1. What is Walt Disney Company’s corporate strategy?
The company's corporate strategy was centered on (1) creating high-quality family content, (2) exploiting technological innovations to make entertainment experiences more memorable, and (3) international expansion.


2. What is your assessment of the long-term attractiveness of the industries represented in Walt Disney Company’s business portfolio?
Based on Walt Disney’s previous fiscal report and on going strategy planning, Media Networks Business Unit would be the most long-term attractiveness business. Attractiveness: media networks, park and resorts, studio entertainment, interactive media, consumer products.  The content generator units are more attractiveness for long-term business operation than its appendix services. On the other hand, those appendix business units can strengthen its brand image and loyalty.
 
3. What is your assessment of the competitive strength of Walt Disney Company’s different business units?
The high quality content generated from different divisions that are all stand on the top one or two position in the industries. All these business units help the weaker unit to grow rapidly.



4. What does a 9-cell industry attractiveness/business strength matrix displaying Walt Disney Company’s business units look like?
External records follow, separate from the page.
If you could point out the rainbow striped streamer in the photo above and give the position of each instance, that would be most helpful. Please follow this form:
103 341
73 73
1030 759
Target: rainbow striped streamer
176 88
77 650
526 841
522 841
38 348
5. Does Walt Disney’s portfolio exhibit good strategic fit? What value chain match-ups do you see? What opportunities for skills transfer, cost sharing, or brand sharing do you see?
Walt Disney’s portfolio does good strategic fit in their five SBU. The Media Network unit can extend the life cycle of their Studio Entertainment unit’s products and help promoting all other units’ products. For instance, the Media Network unit shares its marketing and advertisement cost to only one brand, Walt Disney. The movie staff and animation picture teams can do better job by sharing each other their experience and technic on composing a special scene.
The value chain:




6. What is your assessment of Walt Disney Company’s financial and operating performance in fiscal years 2010-2011? What is your assessment of the relative contribution of the Disney SBUs to the financial strength of Disney, based on the 2011 fiscal year financial data?
Ratio
2011
2010
Operating Profit margin
18.89%
16.96%
Net profit margin
11.76%
10.41%
Return on equity (ROE)
14.29%
12.86%
Return on assets (ROA)
7.59%
6.66%

Ratio includes operating profit margin, net profit margin, return on equity and return on assets. Higher ratio is better for business operating and the trend upward is preference.

Business Unit
2011
%
Media Network
18,714 M
45.76%
Park and Resort
11,797 M
28.85%
Studio Entertainment
6,351 M
15.53%
Consumer Products
3,049 M
7.46%
Interactive Media
982
2.40%
Total
40,893 M
100.00%











The media network generated the highest profit 45.76% in 2011. The Park and resort unit and the studio entertainment unit had contributed 44.38% in combination. First, the SBU portfolio seems having too heavy tendency to the Media network. In addition, the consumer product unit has only 7.46% of total revenue which need to put more resource on it for profit growing.

7. What actions do you recommend that Walt Disney Company’s management take to improve the company and increase shareholder value? Your recommended actions must be supported with a convincing, analysis- based argument.
Business Unit
2011
Net Profit Margin
Media Network
32.84%
Park and Resort
13.16%
Studio Entertainment
9.73%
Consumer Products
26.76%
Interactive Media
-31.36%

According to the profit margin, net profit margin and individual business unit net profit margin, the Media network unit generated the largest revenue and net profit margin. Based on the net profit margin report, the media network unit and consumer product unit have the best net profit generate ability. Even though, the consumer product unit is locating at the average business strength and average attractiveness in the 9-cell industry attractiveness/ strength analysis, it still can earn good net profit to the corporation.

The corporation can put more R&D and technology resource to the consumer product unit. Storyline and storytelling are the most valuable property that Walt Disney can use to boost their product selling. By using new technology and storytelling method to create more attractive story experience to the young kids will improve its market share and also increase total profit. Finally, the action can balance its inclination of revenue distribution.